In order to obtain a simple functional dependence between P and G one can use two alternative forms of (1), as proposed in [1]:

 

{B₃dLFP(t)/LFP(t) + C₃} exp{a₂[LFP(t) - LFP(t₀)]/LFP(t₀)} = N_s(t-T)                       

dP(t)/P(t)  = B₄N_s(t-T)+ C₄                                      (2)

 

where N_s is the number of S-year-olds, i.e. in the specific age population, B_3,…, C₄ are empirical constant different from B₂, C₂, and a₂=a₁. In this representation, we  use our finding that the evolution of real GDP per capita is driven by the change rate of the number of S-year-olds. Relationship (2) links dP/P and N_s directly.

The following relationship defines dP/P as a nonlinear function of G only: 

N(t₂) = N(t₁)·{ 2[dG(t₂-T)/G(t₂-T) - A₂/G(t₂-T)] + 1}    (3)

dP(t₂)/P(t₂) = N(t₂-T)/B + C                                                (4)
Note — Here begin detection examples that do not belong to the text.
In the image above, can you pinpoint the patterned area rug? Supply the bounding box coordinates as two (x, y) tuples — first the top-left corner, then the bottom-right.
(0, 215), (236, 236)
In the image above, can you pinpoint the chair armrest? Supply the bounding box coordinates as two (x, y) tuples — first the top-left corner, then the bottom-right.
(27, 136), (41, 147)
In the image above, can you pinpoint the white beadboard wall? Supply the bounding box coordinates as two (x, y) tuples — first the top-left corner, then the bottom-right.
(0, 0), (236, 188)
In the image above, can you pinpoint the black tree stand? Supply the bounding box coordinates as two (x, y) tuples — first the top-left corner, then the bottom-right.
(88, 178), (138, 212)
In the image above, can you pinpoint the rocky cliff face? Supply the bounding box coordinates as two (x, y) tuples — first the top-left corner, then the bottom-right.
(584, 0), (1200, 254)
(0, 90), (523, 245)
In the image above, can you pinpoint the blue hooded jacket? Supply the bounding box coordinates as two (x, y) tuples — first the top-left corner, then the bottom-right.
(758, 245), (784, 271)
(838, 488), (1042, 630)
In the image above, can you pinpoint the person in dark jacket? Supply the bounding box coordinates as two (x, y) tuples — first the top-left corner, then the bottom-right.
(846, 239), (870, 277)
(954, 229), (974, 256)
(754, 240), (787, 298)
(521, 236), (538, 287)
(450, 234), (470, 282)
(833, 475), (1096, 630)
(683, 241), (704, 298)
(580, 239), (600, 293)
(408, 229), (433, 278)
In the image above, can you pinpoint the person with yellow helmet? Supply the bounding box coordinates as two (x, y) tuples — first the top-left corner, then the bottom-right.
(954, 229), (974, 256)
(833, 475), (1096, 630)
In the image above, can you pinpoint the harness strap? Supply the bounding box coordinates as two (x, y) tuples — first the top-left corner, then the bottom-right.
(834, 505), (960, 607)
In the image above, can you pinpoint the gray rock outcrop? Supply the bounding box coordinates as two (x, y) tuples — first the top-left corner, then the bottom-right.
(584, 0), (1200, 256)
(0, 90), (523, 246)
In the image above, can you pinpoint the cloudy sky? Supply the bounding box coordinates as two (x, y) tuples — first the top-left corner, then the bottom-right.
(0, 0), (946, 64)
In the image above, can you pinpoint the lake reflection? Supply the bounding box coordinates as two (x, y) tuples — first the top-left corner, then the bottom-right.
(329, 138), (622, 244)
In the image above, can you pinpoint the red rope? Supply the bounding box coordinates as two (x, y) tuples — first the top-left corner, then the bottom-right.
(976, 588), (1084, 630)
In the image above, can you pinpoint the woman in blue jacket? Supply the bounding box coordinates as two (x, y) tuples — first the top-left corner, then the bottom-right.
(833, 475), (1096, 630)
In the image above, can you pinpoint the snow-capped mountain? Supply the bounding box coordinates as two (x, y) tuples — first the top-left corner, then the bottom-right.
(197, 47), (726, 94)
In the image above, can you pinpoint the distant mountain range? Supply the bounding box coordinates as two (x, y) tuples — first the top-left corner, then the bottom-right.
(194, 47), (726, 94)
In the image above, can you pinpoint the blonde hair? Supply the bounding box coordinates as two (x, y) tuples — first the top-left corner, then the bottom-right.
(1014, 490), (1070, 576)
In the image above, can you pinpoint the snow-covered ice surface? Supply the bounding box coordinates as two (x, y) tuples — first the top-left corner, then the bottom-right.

where N(t) is the (formally defined) specific age population, as obtained using A₂ instead of A₁; B and C are empirical constants. Relationship (3) defines the evolution of some specific age population, which is different from actual one.           

Productivity prediction

Here we revisit the case of Belgium using 5 new readings (between 2007 and 2012). For the prediction, we use the previously obtained model [2] as described in Figure 3. Figure 3’ displays the measured and predicted rate of productivity growth. The curves are very close with R²=0.82 for the period between 1967 and 2012. For Belgium, the range of productivity change varies from 0.05 y^-1 in the 1970s to -0.03 y^-1 in 2008 and 2009. As predicted in our previous paper , P was rather negative after 2007. 

 

The current rate of productivity growth is close to 0.0 y^-1.  The case of Belgium is characterized by a 5-year lag of the productivity reaction to the change in GDP. Therefore, we can predict the evolution of dP/P five years ahead. Figure 3’ shows that the rate of growth in labor productivity will be positive after 2013. This is a good news.

Figure 3’. Same as in Figure 3 with 5 new readings.